6. Los límites de la experimentación.
En la filmografía de Bellott hay un afán de experimentación, afán que suele manifestarse en una doble inclinación: se ensayan modos del relato y del punto de vista y, a la vez, se lo hace dentro de los límites de un género reconocible. Por ejemplo: el documental o reality abordado desde una pantalla dividida en dos (en el mejor segmento de Dependencia sexual, de 2005), los quiebres y digresiones en los múltiples estilos posibles de una barroca farsa de carretera (¿Quién mató a la llamita blanca? de 2006), el intimismo minimalista, claustrofóbico y estático de un cuarto de hotel (de Perfidia, de 2009) o los cruces entre representación y ‘realidad’, teatro y cine, en Tu me manques (2019). Y se puede, sobre estos afanes, decir lo que se dice de las formas del cine en general: que en sí mismos no garantizan nada. Lo que en Dependencia sexual funciona bien (la multiplicación de los puntos de vista y de los tiempos narrativos) ya no funciona bien en Tu me manques (tal vez porque no hay nada en el mundo que salve un melodrama educativo). En Buey rojo sangre todo está bien hecho, con cuidado, con efectividad. Aquello de repetir, con variaciones, escenas y diálogos es, por ejemplo, un recurso que contribuye a la atmósfera pesadillesca del asunto. Pero esta y otras virtudes (la fotografía, las actuaciones, la banda sonora) no son suficientes para hacernos olvidar de que las psicologías aquí en juego son planas o inexistentes, que mucho en el relato depende de escenas rutinarias o del escamoteo de la información, y que esta última, como en una de esas películas basadas en un relato de Agatha Christie, nos la proporciona al final un personaje que entra por la ventana y nos aclara con rapidez qué es qué y quién es quién. “Ah”, decimos aburridos, “así que así había sido la cosa”.
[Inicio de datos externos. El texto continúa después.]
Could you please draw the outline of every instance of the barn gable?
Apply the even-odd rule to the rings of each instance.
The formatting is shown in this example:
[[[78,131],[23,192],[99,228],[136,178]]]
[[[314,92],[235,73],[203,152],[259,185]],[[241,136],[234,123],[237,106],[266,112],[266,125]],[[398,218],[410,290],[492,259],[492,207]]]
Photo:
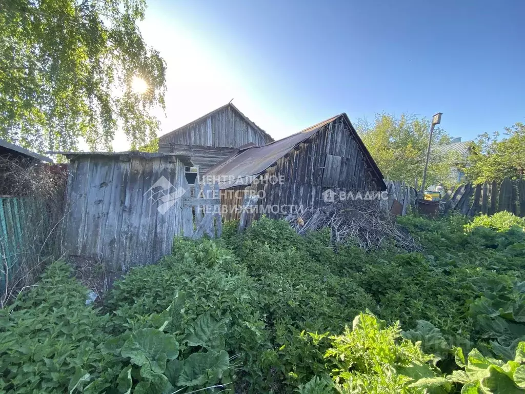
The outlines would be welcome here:
[[[231,102],[159,138],[159,144],[238,148],[264,145],[274,139]]]
[[[228,207],[225,220],[238,219],[246,186],[259,196],[258,214],[270,217],[291,205],[322,206],[329,189],[386,189],[383,174],[345,113],[264,147],[242,150],[208,171],[205,181],[212,180],[218,182],[221,202]]]
[[[159,151],[191,156],[194,167],[186,170],[194,177],[235,155],[244,146],[259,146],[273,141],[229,102],[161,136],[159,138]],[[193,183],[191,179],[191,177],[188,178],[188,181]]]
[[[263,147],[241,150],[206,175],[227,175],[221,189],[247,185],[270,168],[282,168],[291,181],[384,190],[383,174],[345,113]],[[274,170],[276,171],[276,170]]]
7. Sobre el llamado “terror clásico”.
Aunque la ausencia en ella de motosierras, payasos siniestros o largas escenas de tortura podrían hacernos pensar que esta película de Bellott, por contraste, es un “homenaje al cine clásico de terror”, creo que tal adscripción sería un equívoco. A diferencia de los clásicos del género, lo que caracteriza Buey rojo sangre es una comprensión peculiar (que intuyo problemática) de lo que los cursos de guion llaman subtexto, eso que en una película o escena se sugiere o presume pero no se muestra (y que nosotros, los espectadores, reconstruimos al interpretar la película o escena). Al principio, todo está a la vista, expuesto sobre la mesa, como la llamativa sangre del título y otros lugares comunes del género: monstruos animalescos, casas ominosas, personajes que esconden algo, gente horrorosamente amable u hostil, ruidos y música acorde con todo lo anterior, etc. Pero luego resulta que es mucho lo que no habíamos sabido y que esa nuestra ignorancia depende menos de las opacidades del mundo y de la gente (pues caras vemos pero corazones no sabemos) y más del simple hecho de que la película se guarda esa información para el final, cuando nos será proporcionada con apresuramiento y en tanto las “claves” del asunto (a diferencia del cine de terror clásico, en el que el subtexto nunca deja, al fin de cuentas, de serlo: no hay explicación que explique el comportamiento de los pájaros de Hitchcock). El resultado es simple: Buey rojo sangre cuenta unahistoria de gente absorta en una locura rutinaria y cansadora, como suelen ser, por lo general y por otra parte, las locuras.